Zambelli foi condenada em dois processos pelo Supremo Tribunal Federal (STF) e está presa no exterior desde julho de 2025. O julgamento na Corte de Apelação de Roma foi concluído em fevereiro e a decisão comunicada em 26 de março.
O recurso será analisado pela Corte de Cassação da Itália, podendo ser negado pelo tribunal, encerrando o processo em quatro a seis meses. Caso aceite, o mérito será reanalisado e o processo de extradição pode se estender por até dois anos.
A decisão final cabe ao ministro da Justiça italiano, Carlo Nordio. Nesta etapa administrativa, critérios políticos podem ser considerados na avaliação do caso. Caso a extradição seja confirmada, Zambelli ainda poderá recorrer ao Tribunal Administrativo Regional (TAR) do Lazio, ao Conselho de Estado e, como última medida, à Corte Europeia de Direitos Humanos, embora a chance de êxito seja baixa.
Se mantida, a extradição seguirá os trâmites: a Justiça italiana comunica a embaixada brasileira em Roma, a polícia do país entrega Zambelli à Interpol, que a acompanha até um voo para o Brasil.
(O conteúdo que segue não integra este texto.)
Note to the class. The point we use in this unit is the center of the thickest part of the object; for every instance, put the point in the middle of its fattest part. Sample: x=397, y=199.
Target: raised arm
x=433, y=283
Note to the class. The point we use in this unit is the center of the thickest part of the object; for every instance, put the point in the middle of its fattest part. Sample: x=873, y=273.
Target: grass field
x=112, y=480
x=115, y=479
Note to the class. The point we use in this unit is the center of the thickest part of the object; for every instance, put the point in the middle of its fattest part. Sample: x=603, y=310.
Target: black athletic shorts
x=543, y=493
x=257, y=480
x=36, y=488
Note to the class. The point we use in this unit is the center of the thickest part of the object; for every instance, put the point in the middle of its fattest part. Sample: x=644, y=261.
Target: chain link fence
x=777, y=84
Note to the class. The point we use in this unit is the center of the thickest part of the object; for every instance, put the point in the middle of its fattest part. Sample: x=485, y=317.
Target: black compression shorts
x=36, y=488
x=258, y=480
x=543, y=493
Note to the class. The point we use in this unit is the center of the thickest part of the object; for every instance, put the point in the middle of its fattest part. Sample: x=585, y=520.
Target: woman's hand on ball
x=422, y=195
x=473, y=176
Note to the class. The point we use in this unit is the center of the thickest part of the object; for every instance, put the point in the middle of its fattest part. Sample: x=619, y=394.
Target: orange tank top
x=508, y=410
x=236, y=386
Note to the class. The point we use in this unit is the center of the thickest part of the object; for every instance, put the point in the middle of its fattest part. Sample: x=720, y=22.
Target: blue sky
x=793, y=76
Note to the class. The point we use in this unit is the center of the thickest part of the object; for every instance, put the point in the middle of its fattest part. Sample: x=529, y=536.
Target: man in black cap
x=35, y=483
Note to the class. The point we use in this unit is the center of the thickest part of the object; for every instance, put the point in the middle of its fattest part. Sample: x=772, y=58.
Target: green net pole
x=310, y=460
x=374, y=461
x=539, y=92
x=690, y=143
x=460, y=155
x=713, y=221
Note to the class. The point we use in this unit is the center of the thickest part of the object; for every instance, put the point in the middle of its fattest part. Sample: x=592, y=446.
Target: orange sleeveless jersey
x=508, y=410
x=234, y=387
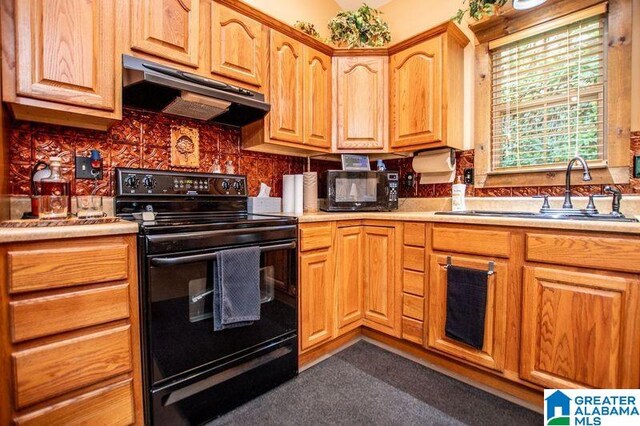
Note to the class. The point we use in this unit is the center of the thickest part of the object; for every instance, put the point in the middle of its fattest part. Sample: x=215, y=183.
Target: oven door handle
x=171, y=261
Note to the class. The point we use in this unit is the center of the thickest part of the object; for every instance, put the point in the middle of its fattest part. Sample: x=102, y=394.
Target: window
x=548, y=98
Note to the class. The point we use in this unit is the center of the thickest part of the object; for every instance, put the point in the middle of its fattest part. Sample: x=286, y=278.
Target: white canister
x=458, y=191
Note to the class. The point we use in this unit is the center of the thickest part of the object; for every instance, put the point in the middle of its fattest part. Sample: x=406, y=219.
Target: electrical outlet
x=84, y=170
x=468, y=176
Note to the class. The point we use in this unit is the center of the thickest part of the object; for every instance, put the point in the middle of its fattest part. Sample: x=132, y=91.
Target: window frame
x=615, y=168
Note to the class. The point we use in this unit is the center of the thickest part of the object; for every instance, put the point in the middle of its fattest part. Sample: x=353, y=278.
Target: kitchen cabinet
x=60, y=56
x=492, y=354
x=167, y=29
x=381, y=299
x=72, y=340
x=361, y=103
x=580, y=329
x=238, y=46
x=317, y=99
x=349, y=277
x=286, y=89
x=426, y=80
x=316, y=299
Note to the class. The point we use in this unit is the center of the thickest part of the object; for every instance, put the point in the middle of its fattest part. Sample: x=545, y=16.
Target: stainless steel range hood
x=156, y=87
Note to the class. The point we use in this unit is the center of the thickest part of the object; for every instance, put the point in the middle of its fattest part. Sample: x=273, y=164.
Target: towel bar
x=490, y=270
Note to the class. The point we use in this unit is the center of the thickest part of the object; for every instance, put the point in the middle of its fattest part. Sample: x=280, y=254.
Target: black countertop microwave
x=360, y=191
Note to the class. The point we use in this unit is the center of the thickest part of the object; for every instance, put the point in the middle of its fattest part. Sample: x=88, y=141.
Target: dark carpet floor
x=365, y=384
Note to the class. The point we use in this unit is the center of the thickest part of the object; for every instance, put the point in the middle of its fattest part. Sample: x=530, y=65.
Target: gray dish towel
x=236, y=288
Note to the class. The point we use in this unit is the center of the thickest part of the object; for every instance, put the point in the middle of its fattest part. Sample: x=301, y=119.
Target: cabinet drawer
x=316, y=236
x=413, y=258
x=413, y=307
x=412, y=330
x=616, y=254
x=413, y=282
x=472, y=241
x=44, y=316
x=111, y=405
x=414, y=234
x=63, y=267
x=56, y=368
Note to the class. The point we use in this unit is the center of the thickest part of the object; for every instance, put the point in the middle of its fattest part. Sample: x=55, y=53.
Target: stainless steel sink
x=535, y=215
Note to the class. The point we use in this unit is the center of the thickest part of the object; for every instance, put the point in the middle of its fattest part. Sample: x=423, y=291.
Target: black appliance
x=156, y=87
x=192, y=374
x=360, y=191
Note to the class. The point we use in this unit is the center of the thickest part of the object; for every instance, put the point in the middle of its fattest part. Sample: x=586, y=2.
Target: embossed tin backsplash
x=143, y=139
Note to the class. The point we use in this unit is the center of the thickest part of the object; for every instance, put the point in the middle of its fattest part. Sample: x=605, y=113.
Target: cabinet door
x=379, y=278
x=349, y=278
x=580, y=330
x=317, y=99
x=65, y=51
x=238, y=46
x=416, y=94
x=492, y=353
x=285, y=89
x=362, y=99
x=316, y=299
x=168, y=29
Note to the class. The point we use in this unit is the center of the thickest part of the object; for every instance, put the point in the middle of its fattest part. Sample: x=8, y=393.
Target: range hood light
x=526, y=4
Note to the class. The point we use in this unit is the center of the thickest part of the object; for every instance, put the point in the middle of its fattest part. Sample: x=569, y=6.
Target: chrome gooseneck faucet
x=586, y=176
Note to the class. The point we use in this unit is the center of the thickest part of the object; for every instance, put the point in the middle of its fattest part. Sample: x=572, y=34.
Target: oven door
x=361, y=191
x=179, y=321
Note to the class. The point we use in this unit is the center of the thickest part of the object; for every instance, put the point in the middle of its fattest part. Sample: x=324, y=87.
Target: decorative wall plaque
x=185, y=147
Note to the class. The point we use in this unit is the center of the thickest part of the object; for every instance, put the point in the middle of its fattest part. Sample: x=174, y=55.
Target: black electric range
x=192, y=374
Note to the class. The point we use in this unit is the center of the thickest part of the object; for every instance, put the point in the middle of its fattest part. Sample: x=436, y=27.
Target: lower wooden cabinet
x=349, y=278
x=380, y=294
x=316, y=298
x=580, y=329
x=492, y=354
x=70, y=332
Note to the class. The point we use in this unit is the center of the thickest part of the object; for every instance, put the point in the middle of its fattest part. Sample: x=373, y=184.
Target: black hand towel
x=466, y=305
x=236, y=288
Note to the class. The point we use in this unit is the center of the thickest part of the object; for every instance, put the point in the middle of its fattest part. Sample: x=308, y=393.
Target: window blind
x=548, y=94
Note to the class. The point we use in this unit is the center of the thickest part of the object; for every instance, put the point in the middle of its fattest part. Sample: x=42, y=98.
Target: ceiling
x=354, y=4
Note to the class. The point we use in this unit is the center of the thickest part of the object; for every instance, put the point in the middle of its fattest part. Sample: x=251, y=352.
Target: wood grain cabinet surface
x=168, y=29
x=580, y=329
x=361, y=103
x=70, y=330
x=238, y=46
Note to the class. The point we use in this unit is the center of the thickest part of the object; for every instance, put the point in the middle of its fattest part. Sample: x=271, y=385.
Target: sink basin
x=535, y=215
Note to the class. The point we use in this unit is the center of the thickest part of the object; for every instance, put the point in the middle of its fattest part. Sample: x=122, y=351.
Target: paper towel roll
x=310, y=192
x=288, y=193
x=298, y=198
x=435, y=166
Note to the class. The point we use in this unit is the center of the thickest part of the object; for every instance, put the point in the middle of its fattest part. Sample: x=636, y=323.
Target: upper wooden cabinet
x=427, y=92
x=285, y=89
x=580, y=329
x=238, y=46
x=361, y=103
x=168, y=29
x=317, y=99
x=60, y=55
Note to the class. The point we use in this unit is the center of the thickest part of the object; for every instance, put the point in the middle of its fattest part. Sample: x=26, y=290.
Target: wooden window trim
x=618, y=92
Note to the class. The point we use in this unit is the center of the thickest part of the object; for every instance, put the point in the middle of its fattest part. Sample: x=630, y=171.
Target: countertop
x=430, y=216
x=9, y=235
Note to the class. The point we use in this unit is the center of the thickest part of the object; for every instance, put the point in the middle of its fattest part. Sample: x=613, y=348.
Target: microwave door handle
x=171, y=261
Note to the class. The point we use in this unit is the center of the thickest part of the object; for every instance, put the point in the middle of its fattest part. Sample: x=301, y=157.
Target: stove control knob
x=132, y=182
x=149, y=182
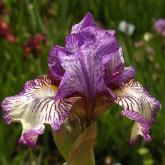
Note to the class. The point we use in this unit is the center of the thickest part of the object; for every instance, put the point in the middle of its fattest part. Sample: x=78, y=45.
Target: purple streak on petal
x=86, y=22
x=144, y=124
x=54, y=61
x=30, y=136
x=84, y=72
x=35, y=106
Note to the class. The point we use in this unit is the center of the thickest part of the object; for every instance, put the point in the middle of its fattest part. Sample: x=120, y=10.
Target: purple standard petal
x=160, y=26
x=54, y=63
x=116, y=75
x=35, y=106
x=84, y=72
x=88, y=21
x=138, y=106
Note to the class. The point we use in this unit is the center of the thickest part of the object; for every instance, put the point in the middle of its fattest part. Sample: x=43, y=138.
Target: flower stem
x=77, y=150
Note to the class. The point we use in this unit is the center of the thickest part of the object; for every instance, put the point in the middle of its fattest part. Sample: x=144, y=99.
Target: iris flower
x=34, y=44
x=86, y=77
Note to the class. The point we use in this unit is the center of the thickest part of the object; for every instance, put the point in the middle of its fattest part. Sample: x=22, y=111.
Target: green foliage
x=54, y=18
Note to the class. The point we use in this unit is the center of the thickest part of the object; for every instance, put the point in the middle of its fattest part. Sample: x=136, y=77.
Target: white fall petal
x=35, y=106
x=138, y=106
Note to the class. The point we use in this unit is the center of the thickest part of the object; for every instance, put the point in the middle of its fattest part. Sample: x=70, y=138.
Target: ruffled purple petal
x=84, y=72
x=88, y=21
x=138, y=106
x=35, y=106
x=54, y=63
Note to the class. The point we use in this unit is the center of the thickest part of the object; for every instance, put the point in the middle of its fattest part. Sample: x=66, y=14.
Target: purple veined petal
x=107, y=43
x=86, y=22
x=75, y=40
x=54, y=63
x=138, y=106
x=35, y=106
x=114, y=67
x=84, y=72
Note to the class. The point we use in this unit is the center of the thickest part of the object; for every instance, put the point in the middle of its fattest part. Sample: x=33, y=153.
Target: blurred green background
x=55, y=18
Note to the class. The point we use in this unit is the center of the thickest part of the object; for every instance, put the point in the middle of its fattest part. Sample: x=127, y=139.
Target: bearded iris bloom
x=85, y=78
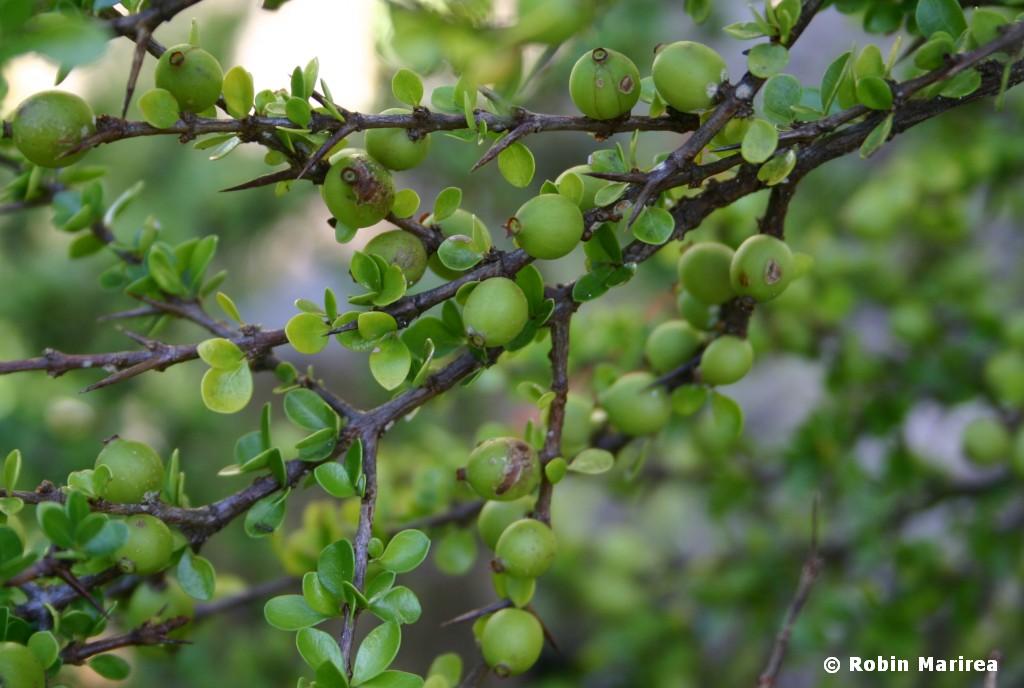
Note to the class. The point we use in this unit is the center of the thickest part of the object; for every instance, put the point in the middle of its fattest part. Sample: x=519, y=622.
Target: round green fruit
x=401, y=249
x=604, y=84
x=547, y=226
x=704, y=270
x=591, y=185
x=551, y=22
x=496, y=516
x=636, y=405
x=148, y=547
x=135, y=468
x=19, y=668
x=511, y=642
x=671, y=344
x=496, y=312
x=762, y=267
x=504, y=469
x=357, y=189
x=460, y=222
x=726, y=360
x=394, y=148
x=526, y=549
x=687, y=75
x=192, y=75
x=986, y=441
x=49, y=124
A ex-deputada será entregue à Polícia Federal ao chegar, e presa imediatamente, sendo encaminhada à Penitenciária Feminina do Distrito Federal, Colmeia.
Em nota, os advogados Fábio Pagnozzi e Pieremilio Sammarco afirmaram que o recurso questiona o sistema carcerário brasileiro, critica a atuação do ministro Alexandre de Moraes e aponta possíveis irregularidades processuais. Segundo Pagnozzi, há falhas na correspondência do “crime de hackeragem” à legislação italiana e na formalização do pedido de extradição.
Relembre as condenações
- Zambelli foi condenada a 10 anos de prisão por invasão de sistemas do Conselho Nacional de Justiça (CNJ) e falsidade ideológica, em conluio com o hacker Walter Delgatti Neto.
- Também foi condenada a 5 anos e 3 meses de prisão por porte ilegal de arma de fogo e constrangimento ilegal com uso de arma de fogo.
- Após a primeira condenação, deixou o país e foi presa na Itália em operação conjunta da Polícia Federal com autoridades locais.